In [None]:
import math
from matplotlib import pyplot as plt
import timeit
from tqdm import tqdm

import torch
import torch.nn as nn
import torch.nn.functional as F
import torch.optim as optim
from torchvision import datasets, transforms

from novelty.models.dists import benford_dist, instrumental_dist
from novelty.models.mlp import MLP
from novelty.models.util import train_streaming_unbalanced, test
from novelty.visualization.models import plot_accs

In [None]:
use_gpu = False
device = torch.device("mps" if use_gpu else "cpu")

In [None]:
epochs = 10
train_kwargs = {'batch_size': 1}
test_kwargs = {'batch_size': 1000}
if use_gpu:
    cuda_kwargs = {'num_workers': 1,
                   'pin_memory': True,
                   'shuffle': True}
    train_kwargs.update(cuda_kwargs)
    test_kwargs.update(cuda_kwargs)
transform=transforms.Compose([
    transforms.ToTensor(),
    transforms.Normalize((0.1307,), (0.3081,)) # image mean and std 
    ])

In [None]:
dataset1 = datasets.MNIST('../data/raw', train=True, download=True,
                   transform=transform)
dataset2 = datasets.MNIST('../data/raw', train=False,
                   transform=transform)
train_loader = torch.utils.data.DataLoader(dataset1,**train_kwargs)
test_loader = torch.utils.data.DataLoader(dataset2, **test_kwargs)

In [None]:
benford_probs = benford_dist(torch.arange(0,10))
max_scaler = max(benford_probs)

In [None]:
def prob_func_inverse(prob):
    return 0.001 * (1/prob) 

def prob_func_log(prob):
    return 0.01 * -torch.log(prob) / torch.log(torch.tensor(11))
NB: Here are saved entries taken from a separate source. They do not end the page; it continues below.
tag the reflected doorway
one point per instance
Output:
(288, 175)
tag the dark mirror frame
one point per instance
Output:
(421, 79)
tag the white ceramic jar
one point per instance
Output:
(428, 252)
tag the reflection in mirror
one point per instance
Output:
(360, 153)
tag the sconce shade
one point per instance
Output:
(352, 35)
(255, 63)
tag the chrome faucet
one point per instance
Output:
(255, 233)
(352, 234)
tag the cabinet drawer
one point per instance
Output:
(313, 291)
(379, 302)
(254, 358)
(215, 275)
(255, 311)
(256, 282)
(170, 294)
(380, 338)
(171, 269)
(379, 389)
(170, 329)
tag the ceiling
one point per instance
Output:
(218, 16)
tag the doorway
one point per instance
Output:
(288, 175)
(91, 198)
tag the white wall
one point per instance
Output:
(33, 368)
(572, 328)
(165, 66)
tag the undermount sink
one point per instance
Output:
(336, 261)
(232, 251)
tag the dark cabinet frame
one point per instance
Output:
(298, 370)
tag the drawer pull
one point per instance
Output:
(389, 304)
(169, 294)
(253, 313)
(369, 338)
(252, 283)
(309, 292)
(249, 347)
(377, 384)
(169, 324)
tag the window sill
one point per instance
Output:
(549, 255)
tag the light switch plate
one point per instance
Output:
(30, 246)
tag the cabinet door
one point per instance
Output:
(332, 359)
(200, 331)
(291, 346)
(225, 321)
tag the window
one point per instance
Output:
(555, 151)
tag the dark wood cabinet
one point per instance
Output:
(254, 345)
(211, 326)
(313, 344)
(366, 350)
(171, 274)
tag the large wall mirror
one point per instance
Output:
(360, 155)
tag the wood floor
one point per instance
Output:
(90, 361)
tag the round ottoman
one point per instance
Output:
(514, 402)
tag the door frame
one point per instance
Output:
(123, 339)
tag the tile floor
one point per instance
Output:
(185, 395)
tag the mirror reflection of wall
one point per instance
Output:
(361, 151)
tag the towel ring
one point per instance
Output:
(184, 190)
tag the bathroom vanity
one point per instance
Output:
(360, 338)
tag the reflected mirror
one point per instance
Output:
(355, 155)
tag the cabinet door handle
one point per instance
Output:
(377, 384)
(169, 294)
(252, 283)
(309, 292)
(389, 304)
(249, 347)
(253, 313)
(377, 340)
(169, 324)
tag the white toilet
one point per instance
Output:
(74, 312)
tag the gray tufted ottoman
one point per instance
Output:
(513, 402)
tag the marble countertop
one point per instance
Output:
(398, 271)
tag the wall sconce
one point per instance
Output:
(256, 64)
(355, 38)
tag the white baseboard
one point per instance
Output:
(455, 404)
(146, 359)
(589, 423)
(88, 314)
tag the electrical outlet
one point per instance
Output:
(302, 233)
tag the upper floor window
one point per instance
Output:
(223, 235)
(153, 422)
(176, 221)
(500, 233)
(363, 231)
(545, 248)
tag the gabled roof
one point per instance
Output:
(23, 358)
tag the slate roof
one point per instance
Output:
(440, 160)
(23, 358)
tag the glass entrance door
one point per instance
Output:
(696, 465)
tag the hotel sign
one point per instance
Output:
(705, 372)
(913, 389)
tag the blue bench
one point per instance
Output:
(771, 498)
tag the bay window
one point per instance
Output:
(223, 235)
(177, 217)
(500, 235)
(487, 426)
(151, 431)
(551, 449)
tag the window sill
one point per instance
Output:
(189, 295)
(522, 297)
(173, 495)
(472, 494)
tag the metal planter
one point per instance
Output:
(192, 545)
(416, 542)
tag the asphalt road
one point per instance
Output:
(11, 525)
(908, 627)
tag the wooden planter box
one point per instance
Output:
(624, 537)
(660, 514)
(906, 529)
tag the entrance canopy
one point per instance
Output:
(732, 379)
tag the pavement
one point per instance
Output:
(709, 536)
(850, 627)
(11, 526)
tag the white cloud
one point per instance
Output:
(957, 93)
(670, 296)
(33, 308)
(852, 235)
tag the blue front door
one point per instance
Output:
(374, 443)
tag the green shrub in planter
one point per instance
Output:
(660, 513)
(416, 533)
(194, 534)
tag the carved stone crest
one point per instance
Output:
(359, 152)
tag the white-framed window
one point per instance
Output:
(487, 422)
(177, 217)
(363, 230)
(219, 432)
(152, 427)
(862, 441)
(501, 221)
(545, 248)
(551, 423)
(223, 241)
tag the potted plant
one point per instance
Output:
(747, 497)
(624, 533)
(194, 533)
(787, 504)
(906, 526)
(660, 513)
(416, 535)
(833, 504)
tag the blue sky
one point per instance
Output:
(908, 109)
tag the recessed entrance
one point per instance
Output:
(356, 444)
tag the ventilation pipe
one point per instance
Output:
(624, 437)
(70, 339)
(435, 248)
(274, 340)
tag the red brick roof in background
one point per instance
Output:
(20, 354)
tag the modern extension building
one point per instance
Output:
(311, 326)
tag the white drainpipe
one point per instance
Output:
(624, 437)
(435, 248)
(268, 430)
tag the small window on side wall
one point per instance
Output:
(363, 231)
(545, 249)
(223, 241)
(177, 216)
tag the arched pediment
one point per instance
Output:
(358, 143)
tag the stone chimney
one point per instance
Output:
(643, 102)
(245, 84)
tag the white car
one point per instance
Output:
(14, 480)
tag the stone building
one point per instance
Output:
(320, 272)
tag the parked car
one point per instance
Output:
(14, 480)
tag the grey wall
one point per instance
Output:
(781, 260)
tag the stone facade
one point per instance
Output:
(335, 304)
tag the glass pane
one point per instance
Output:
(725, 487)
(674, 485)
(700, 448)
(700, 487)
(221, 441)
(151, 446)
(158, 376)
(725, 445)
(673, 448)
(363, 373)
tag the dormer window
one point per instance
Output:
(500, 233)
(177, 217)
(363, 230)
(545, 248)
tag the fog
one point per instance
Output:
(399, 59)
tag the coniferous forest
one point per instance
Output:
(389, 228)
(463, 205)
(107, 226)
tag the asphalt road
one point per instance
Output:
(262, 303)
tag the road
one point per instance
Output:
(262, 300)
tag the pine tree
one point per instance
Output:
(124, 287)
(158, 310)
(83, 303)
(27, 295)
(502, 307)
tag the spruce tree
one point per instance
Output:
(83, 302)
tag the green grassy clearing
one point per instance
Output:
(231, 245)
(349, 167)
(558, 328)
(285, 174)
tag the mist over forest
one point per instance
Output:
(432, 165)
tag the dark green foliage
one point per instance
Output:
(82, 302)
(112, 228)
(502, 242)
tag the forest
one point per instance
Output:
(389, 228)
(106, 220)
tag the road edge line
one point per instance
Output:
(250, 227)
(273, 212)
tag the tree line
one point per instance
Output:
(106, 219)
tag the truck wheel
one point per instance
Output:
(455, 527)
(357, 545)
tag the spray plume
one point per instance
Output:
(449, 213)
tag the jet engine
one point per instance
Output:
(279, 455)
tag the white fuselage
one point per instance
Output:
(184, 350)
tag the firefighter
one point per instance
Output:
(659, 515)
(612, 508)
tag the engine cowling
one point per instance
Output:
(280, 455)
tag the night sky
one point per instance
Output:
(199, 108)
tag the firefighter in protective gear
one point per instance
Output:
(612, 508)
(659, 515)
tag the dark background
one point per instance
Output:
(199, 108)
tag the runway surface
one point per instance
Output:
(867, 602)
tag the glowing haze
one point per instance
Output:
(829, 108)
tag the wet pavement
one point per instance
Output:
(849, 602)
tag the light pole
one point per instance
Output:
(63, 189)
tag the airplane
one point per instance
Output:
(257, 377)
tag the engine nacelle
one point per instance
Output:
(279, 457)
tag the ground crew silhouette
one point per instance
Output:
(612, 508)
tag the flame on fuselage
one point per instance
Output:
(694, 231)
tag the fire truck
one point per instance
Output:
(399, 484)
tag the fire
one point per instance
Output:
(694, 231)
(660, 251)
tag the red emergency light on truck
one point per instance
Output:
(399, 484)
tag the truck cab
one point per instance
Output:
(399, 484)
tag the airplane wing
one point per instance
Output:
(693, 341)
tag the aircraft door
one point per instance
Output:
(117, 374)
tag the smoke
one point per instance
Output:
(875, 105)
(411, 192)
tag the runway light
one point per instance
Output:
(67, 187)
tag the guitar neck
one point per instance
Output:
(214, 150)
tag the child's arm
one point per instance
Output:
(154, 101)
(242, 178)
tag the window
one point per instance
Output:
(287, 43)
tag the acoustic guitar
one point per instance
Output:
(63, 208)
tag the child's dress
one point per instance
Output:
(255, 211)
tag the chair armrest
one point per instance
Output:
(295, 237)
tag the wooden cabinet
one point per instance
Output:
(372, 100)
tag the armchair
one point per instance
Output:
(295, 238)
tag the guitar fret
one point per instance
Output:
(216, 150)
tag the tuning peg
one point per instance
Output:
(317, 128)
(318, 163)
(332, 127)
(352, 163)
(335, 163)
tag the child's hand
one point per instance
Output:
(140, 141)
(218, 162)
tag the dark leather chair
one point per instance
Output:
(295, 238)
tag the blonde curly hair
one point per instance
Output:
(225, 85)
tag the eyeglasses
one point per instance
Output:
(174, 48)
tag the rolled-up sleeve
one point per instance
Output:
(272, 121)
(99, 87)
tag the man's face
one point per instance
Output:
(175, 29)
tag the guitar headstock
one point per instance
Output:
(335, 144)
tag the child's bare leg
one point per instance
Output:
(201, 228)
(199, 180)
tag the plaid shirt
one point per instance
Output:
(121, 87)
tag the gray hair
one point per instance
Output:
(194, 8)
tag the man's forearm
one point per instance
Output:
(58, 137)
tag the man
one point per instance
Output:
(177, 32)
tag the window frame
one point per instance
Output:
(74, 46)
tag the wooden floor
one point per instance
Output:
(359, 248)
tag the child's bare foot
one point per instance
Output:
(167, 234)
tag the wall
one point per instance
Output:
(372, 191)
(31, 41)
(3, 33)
# Naive Novelty Based Updates

Knowing that the samples are drawn from the Benford Distribution, we can attempt to scale our learning rate by the inverse of the probabilty 

In [None]:
examples_per_epoch = 10000
batches_per_epoch = examples_per_epoch//train_kwargs['batch_size']
epochs = len(train_loader.dataset)//examples_per_epoch

In [None]:
model = MLP().to(device)
optimizer = optim.SGD(model.parameters(), lr = 0.01)

In [None]:
train_losses = []
train_accs = []
train_kept = []
test_losses = []
test_accs = []
for epoch in tqdm(range(1, epochs + 1)):
    train_loss, train_acc, kept = train_streaming_unbalanced(model, device, train_loader, optimizer, epoch, 
                                                       benford_dist, instrumental_dist, max_scaler, 
                                                       batches_per_epoch, True, prob_func_inverse)
    test_loss, test_acc = test(model, device, test_loader)
    train_losses.append(train_loss)
    train_accs.append(train_acc)
    train_kept.append(kept)
    test_losses.append(test_loss)
    test_accs.append(test_acc)

In [None]:
plot_accs(train_accs)